Mais le monothéisme, si décrié de nos jours, connaît des nuances : dans le judaïsme, l’impératif pourrait se résumer dans la prière du Deutéronome : « À Dieu un, peuple un ! » Clairement : Israël, si ton Dieu est un, unique, eh bien, sois un, unique comme lui ! Ce qui maintient la cohérence, la cohésion du peuple et en préserve la singularité sans confusion ni hybridation avec ceux du dehors. Ne nous cachons pas les difficultés qui attendent ce monothéisme, disons unicitaire : comment pourra-t-il donner hospitalité aux différences qu’il rencontrera, autrement qu’à les absorber et digérer ? Et on devine les tentations de violence qui guettent ces comportements et qui défigurent l’Unique…
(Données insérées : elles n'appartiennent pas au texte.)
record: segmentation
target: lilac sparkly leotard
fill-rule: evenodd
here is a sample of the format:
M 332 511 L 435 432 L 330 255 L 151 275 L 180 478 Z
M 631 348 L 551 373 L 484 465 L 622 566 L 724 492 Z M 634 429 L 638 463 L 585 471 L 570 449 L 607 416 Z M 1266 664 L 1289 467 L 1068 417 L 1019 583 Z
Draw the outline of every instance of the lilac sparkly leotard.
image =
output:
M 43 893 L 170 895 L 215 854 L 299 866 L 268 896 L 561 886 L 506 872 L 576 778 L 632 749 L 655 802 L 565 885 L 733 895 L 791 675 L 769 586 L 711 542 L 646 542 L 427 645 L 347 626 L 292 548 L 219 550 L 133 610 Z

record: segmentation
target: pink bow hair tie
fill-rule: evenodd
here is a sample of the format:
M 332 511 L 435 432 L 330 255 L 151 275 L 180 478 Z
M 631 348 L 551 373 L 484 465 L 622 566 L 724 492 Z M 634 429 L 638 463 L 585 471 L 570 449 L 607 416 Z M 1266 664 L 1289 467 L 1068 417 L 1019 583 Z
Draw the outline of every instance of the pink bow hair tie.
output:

Je reviens aux paroles de Jésus qui nous feront comprendre que le monothéisme chrétien, lui, est un monothéisme trinitaire. Qu’est-ce à dire ? « Le Père et moi nous sommes un » [Jn 10, 30], nous entendions ce propos de Jésus lui-même, le 4ème dimanche de Pâques, le dimanche du Bon Pasteur. Et ce jour d’hui, que nous dit-il ? « Que tous soient un comme nous sommes un » : telle est la prière qu’il adresse à son Père. Et je comprends que l’unité à laquelle il souhaite que nous parvenions, est le débordement de l’unité vivante entre le Père et lui, le Fils, entre le Père qui est la source transcendante, et le Fils qui la reçoit et l’écoule, la répand vers nous, les humains qui sommes « les enfants de Dieu dispersés qu’il rassemble en un » [Jn 11, 52].
Cette unité vivante et qui donne vie, Dieu ne la garde pas jalousement pour lui-même, ni le Fils ne s’en empare comme d’un privilège : il la partage sans jalousie, et ce sera surabondance dont l’amour que nous avons tant bien que mal les uns pour les autres est le témoignage, il est vrai, souvent un peu bancal ou brouillon, mais qui devrait faire découvrir aux hommes que Jésus est vraiment envoyé par Dieu et que le connaître, c’est cela la vie éternelle [Jn 17, 3] : être irrigué soi-même de cet amour, de cette mutualité de l’amour. Voilà qui devrait torpiller les fausses images, mensongères, que nos contemporains peuvent avoir de Dieu, alors que Dieu « a tant aimé ce monde qu’il lui a donné son Fils unique » [Jn 3,16].
Le Père ne pouvait pas nous faire de don plus grand que celui-là. En nous donnant le Fils, c’est l’autre lui-même, lui-même au fond, qu’il nous donne. Non pas un don partiel, limité, où chacun aurait, eh bien ! sa petite part (de quoi ne pas être mécontent !) ; non, c’est un don total, illimité, où chacun, dans ce partage, reçoit tout, reçoit la totalité sans préjudice ni injustice pour les autres. Difficile à saisir, n’est-ce pas ? Nous mettons la nature de Dieu d’un côté, infini, d’une perfection sans limites, et de l’autre, la grâce que l’on espère généreuse ; la divinité d’une part, la philanthropie divine de l’autre, eh ! en pensant ainsi nous jouons au petit philosophe, nous n’entendons pas l’évangile, qui est très clair : « Je leur ai donné la gloire, à eux, mes disciples, la gloire que toi, Père, tu m’as donnée, toi qui m’as aimé avant la fondation du monde » [Jn 17, 22-24]. Et Jésus aura soin d’ajouter : « La gloire de mon Père, c’est que vous portiez beaucoup de fruits, et ainsi vous deviendrez mes disciples » [Jn 15, 8].